Polizei bittet um Mithilfe nach brutaler Beißattacke
Nur knapp haben die Hunde von Netti Fesler die brutale Beißattacke der freilaufenden Hunde überlebt. FOTO: Netti Fesler
Viersen. Nachdem die Hunde von Netti Fesler aus Viersen nur knapp eine Beißattacke von zwei freilaufenden Hunden überlebten, bittet nun die Polizei die Bevölkerung um Mithilfe. Bislang ist noch nicht klar,  wer der Halter der Tiere ist.  Von Sabine Kricke

Netti Fesler ist verzweifelt. "Heute war wohl der schlimmste Tag in meinem Leben", schreibt die Viersenerin auf Facebook. Dazu veröffentlicht sie etliche Fotos ihrer blutüberströmten Hunde. Gebissen von zwei freilaufenden Hunden. Auch die 32-Jährige selbst wurde bei dem Kampf verletzt.

Nachdem Fesler bei der Polizei Anzeige erstattet hat, ermitteln die Beamten wegen des Verdachts der fahrlässigen Körperverletzung. Laut Polizeiangaben wurden die beiden, vermutlich ebenfalls verletzten Hunde, nicht bei einem Tierarzt in der weiteren Umgebung behandelt. Die Ordnungsämter der Städte Nettetal, Viersen und der Gemeinde Grefrath seien in die Ermittlungen einbezogen.

Der tragische Vorfall ereignete sich am 2. Mai um 20.30 Uhr. Fesler war gerade mit ihren vier Hunden im Hagenbroicher Feld zwischen Süchtelen und Grefrath spazieren, als zwei herrenlose Hunde plötzlich auftauchten und auf ihre Tiere losgingen. "Der Kampf dauerte fast 30 Minuten, und ich schaffte es einfach nicht, die Hunde zu trennen", sagt die Viersenerin. "Es war schrecklich, und ich dachte, dass keiner der Hunde überlebt". Ihre Hunde seien angeleint gewesen. Bei den freilaufenden Hunden soll es sich um einen braun-schwarzen Sennenhund-Mix und einen schwarz-weißen Mischling handeln. 

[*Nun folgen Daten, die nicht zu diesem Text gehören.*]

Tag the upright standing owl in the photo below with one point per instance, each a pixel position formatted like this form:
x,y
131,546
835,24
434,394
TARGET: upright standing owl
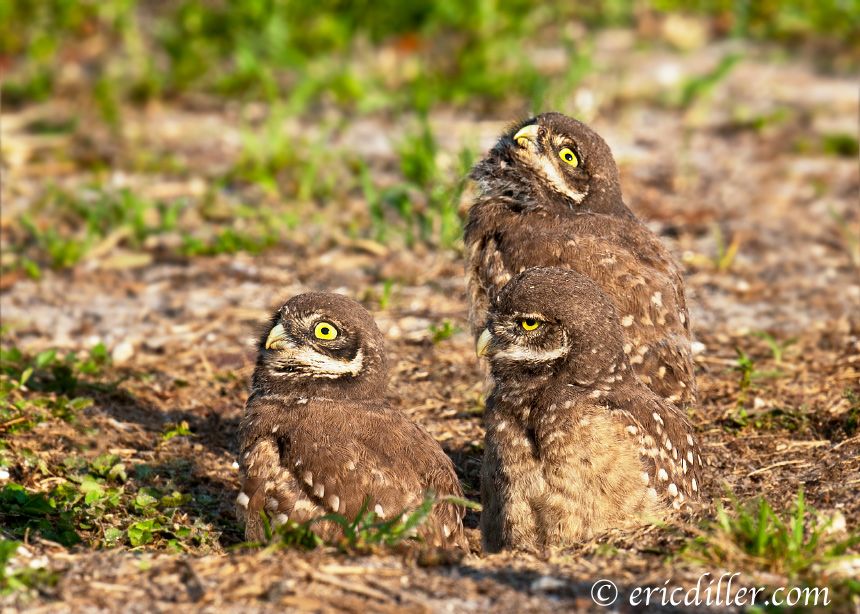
x,y
576,444
318,436
550,196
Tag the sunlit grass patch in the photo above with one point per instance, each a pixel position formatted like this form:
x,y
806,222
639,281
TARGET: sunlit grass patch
x,y
37,388
366,532
797,544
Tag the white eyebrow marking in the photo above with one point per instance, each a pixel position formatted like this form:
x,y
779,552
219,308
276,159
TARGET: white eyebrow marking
x,y
545,165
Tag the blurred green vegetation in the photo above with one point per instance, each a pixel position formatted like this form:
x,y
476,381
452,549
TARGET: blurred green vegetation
x,y
462,52
388,58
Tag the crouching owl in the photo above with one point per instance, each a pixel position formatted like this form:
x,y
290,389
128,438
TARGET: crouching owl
x,y
576,444
318,437
550,196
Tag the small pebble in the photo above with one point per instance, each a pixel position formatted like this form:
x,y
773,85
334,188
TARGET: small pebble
x,y
122,353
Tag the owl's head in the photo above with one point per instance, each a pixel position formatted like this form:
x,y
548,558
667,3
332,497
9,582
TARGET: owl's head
x,y
320,342
553,161
550,322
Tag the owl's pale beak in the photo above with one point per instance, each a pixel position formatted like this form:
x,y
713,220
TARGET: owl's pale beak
x,y
483,343
277,339
526,135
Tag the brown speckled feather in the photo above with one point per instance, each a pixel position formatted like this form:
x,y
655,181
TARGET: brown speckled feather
x,y
576,444
520,222
317,436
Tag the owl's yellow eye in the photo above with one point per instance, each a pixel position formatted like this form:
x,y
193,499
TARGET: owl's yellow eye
x,y
529,323
325,331
568,156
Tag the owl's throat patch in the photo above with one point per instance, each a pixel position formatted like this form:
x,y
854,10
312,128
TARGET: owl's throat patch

Polizei bittet um Mithilfe

Laut Polizeiangaben habe es Hinweise darauf ergeben, dass die beiden beschriebenen Hunde im Laufe des letzten Jahres bereits mehrfach freilaufend und "wildernd" aufgefallen sind. In diesen Fällen sollen die Hunde jeweils in Richtung Schlibeck weggelaufen sein. Die Kripo geht davon aus, dass die beiden Tiere in unbeobachteten Augenblicken ihr Zuhause verlassen. Da von den Tieren eine nicht unerhebliche Gefahr auch für Menschen ausgehen könnte, ist auch aus diesen Gründen die Ermittlung des Hundehalters wichtig, um spielende Kinder und Spaziergänger schützen zu können.

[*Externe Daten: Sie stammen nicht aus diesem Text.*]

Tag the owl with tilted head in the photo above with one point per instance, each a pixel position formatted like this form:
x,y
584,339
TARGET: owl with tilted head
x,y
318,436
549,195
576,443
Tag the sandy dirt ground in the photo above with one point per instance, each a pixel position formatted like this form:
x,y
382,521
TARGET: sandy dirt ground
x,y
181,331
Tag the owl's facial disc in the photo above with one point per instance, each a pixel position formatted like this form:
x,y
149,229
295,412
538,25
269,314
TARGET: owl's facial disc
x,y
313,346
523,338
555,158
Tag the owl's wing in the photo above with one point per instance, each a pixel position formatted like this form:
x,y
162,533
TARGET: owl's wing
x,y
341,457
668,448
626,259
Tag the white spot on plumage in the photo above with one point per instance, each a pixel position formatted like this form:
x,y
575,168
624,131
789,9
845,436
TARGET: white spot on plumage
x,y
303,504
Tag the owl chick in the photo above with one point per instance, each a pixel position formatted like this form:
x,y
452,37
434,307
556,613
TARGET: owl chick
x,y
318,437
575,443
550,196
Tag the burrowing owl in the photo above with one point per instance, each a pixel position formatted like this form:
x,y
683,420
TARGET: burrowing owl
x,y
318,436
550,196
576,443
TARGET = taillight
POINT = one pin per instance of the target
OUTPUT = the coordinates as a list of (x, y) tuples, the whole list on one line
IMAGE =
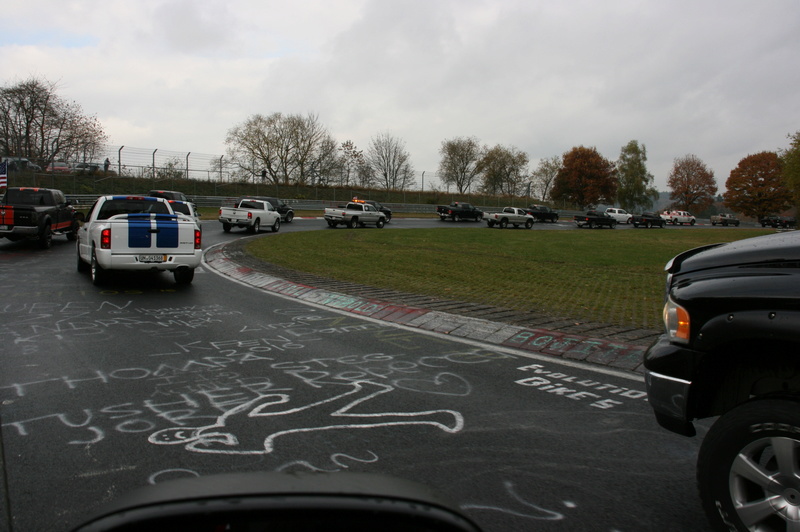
[(105, 239)]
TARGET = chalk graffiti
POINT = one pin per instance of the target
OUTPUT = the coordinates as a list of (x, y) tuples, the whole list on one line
[(528, 509), (577, 389), (226, 435), (339, 461)]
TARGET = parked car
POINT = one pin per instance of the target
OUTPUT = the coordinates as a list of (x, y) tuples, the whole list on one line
[(678, 217), (730, 351), (542, 213), (592, 219), (458, 210), (509, 216), (783, 222), (187, 208), (620, 215), (383, 208), (648, 220), (58, 167), (724, 219), (86, 168), (168, 195)]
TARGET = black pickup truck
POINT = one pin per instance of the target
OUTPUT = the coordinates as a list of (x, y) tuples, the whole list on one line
[(592, 219), (542, 213), (37, 213), (459, 211), (731, 349)]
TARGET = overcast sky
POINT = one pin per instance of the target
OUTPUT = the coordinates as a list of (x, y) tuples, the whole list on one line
[(717, 79)]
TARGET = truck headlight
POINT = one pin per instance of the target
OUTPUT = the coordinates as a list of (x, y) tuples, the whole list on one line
[(676, 321)]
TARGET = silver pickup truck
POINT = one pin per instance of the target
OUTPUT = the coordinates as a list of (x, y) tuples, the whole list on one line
[(354, 214), (251, 213)]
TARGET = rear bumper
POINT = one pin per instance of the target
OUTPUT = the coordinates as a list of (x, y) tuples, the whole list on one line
[(132, 262)]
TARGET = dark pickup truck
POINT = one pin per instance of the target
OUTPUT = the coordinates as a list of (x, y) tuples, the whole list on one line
[(459, 211), (542, 213), (37, 213), (731, 348), (592, 219), (648, 220)]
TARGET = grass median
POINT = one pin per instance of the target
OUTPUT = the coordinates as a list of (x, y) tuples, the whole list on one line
[(597, 275)]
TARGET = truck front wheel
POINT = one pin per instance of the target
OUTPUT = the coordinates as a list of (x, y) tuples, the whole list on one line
[(183, 275), (747, 467), (46, 237)]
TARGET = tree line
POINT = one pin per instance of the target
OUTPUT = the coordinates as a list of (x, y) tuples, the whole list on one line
[(284, 149)]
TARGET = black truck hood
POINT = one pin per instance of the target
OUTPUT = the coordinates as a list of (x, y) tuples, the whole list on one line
[(777, 248)]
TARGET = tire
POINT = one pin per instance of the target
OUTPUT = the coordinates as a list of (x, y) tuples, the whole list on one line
[(745, 463), (72, 236), (183, 275), (83, 267), (46, 237), (98, 274)]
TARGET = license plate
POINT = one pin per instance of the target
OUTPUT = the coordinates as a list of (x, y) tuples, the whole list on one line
[(152, 258)]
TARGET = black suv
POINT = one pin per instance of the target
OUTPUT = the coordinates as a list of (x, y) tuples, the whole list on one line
[(384, 209), (286, 212), (732, 349)]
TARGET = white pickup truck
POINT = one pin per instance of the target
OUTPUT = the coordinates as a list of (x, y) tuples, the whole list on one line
[(251, 213), (354, 214), (138, 233), (510, 215)]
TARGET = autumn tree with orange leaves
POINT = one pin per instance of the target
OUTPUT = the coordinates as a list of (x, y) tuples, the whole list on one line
[(756, 187), (692, 183), (585, 178)]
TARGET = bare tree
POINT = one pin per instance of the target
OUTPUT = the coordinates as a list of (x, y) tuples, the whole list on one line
[(390, 162), (504, 170), (288, 148), (545, 175), (459, 163), (37, 124)]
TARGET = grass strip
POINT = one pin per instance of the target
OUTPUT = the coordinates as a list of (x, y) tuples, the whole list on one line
[(604, 276)]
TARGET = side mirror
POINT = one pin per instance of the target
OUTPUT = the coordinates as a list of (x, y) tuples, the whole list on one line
[(355, 502)]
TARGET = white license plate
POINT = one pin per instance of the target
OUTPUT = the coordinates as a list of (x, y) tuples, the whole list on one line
[(152, 258)]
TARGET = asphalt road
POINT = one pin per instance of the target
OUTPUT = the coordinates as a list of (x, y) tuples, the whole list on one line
[(106, 389)]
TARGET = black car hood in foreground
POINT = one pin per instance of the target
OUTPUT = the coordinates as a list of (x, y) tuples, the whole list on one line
[(770, 249)]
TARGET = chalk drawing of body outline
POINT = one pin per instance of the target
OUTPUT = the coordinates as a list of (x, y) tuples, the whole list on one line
[(215, 439)]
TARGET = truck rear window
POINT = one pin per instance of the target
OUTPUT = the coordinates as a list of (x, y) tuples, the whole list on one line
[(29, 197), (114, 207)]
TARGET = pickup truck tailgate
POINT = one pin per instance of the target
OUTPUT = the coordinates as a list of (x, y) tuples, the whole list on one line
[(156, 232)]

Da es bislang nicht gelungen ist, den Halter und den Aufenthaltsort der Hunde zu ermitteln, bittet die Kripo nunmehr um Mithilfe aus der Bevölkerung: Wer kann Hinweise auf zwei so beschriebene Hunde geben, die im weiteren Umfeld des Tatortes gehalten werden? Hinweise nimmt die Polizei unter folgender Telefonnummer entgegen: 02162/377-0.

Der Weg zum Auto mit den schwer verletzten Hunden dauerte ewig

Während des Kampfes wurde auch Fesler von den freilaufenden Hunden mehrfach gebissen und verletzt. Plötzlich seien die bissigen Tiere dann wieder verschwunden. "Der Fußweg zum Auto betrug noch 20 Minuten, mit schwerverletzten Hunden eine halbe Ewigkeit", erzählt Fesler.

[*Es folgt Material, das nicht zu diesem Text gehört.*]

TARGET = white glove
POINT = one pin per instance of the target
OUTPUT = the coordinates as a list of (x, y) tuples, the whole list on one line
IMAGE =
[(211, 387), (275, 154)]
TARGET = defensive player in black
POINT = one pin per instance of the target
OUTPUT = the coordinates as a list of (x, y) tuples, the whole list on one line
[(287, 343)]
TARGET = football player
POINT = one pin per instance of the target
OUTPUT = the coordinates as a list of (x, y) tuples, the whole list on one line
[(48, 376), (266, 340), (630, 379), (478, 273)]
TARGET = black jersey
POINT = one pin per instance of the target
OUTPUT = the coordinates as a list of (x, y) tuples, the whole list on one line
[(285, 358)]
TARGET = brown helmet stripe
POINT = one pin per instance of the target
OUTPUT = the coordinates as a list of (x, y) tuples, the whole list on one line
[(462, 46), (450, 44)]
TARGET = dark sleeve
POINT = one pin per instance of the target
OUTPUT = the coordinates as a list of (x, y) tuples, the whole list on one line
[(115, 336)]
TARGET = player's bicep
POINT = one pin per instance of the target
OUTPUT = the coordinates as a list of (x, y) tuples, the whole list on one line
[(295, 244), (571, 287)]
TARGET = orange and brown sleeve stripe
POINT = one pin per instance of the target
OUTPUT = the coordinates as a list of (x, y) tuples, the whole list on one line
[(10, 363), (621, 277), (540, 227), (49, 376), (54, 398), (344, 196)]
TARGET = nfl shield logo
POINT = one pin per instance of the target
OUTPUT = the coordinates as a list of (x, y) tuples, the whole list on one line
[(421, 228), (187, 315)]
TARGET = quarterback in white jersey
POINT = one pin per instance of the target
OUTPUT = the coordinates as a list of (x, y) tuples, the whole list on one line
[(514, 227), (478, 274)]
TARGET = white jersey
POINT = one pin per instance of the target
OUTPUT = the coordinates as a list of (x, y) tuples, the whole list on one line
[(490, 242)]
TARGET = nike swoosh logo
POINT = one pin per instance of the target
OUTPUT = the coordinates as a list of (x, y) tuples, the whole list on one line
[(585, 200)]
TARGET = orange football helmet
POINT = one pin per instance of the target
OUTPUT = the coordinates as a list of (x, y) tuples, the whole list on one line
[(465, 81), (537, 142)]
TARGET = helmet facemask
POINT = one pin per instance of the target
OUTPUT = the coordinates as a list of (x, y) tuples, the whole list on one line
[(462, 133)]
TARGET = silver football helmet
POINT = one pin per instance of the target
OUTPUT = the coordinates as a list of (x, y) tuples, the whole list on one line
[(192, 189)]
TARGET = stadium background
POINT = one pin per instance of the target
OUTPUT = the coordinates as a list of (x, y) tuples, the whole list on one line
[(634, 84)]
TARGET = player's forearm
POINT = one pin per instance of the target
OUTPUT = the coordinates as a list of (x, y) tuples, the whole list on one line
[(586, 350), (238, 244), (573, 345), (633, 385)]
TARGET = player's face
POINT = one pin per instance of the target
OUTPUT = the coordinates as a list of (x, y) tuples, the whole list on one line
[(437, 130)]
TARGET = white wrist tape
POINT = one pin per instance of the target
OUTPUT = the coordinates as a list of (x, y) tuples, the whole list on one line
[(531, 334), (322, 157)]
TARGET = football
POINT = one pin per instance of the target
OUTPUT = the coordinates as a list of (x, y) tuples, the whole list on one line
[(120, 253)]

Sie sei dann sofort in eine Hundeklinik gefahren, in der alle Hunde direkt in eine Narkose versetzt wurden. "Scrappy und Scooby hat es am schlimmsten erwischt", sagt die Hundehalterin. Eines ihrer Tiere habe fast ein Auge verloren, weil sich einer der Hunde im Gesicht festgebissen habe. "Bis auf die Knochen klaffte die Wunde".

Auch die anderen drei Tiere wurden bei der Beißattacke schwer verletzt. "Die Wunde an Sorajas Nase ist tief, Scoobys Ohr ist gespalten und Hippi kann mit der Vorderpfote nicht mehr auftreten", beschreibt die Viersenerin die Verletzungen ihrer Hunde.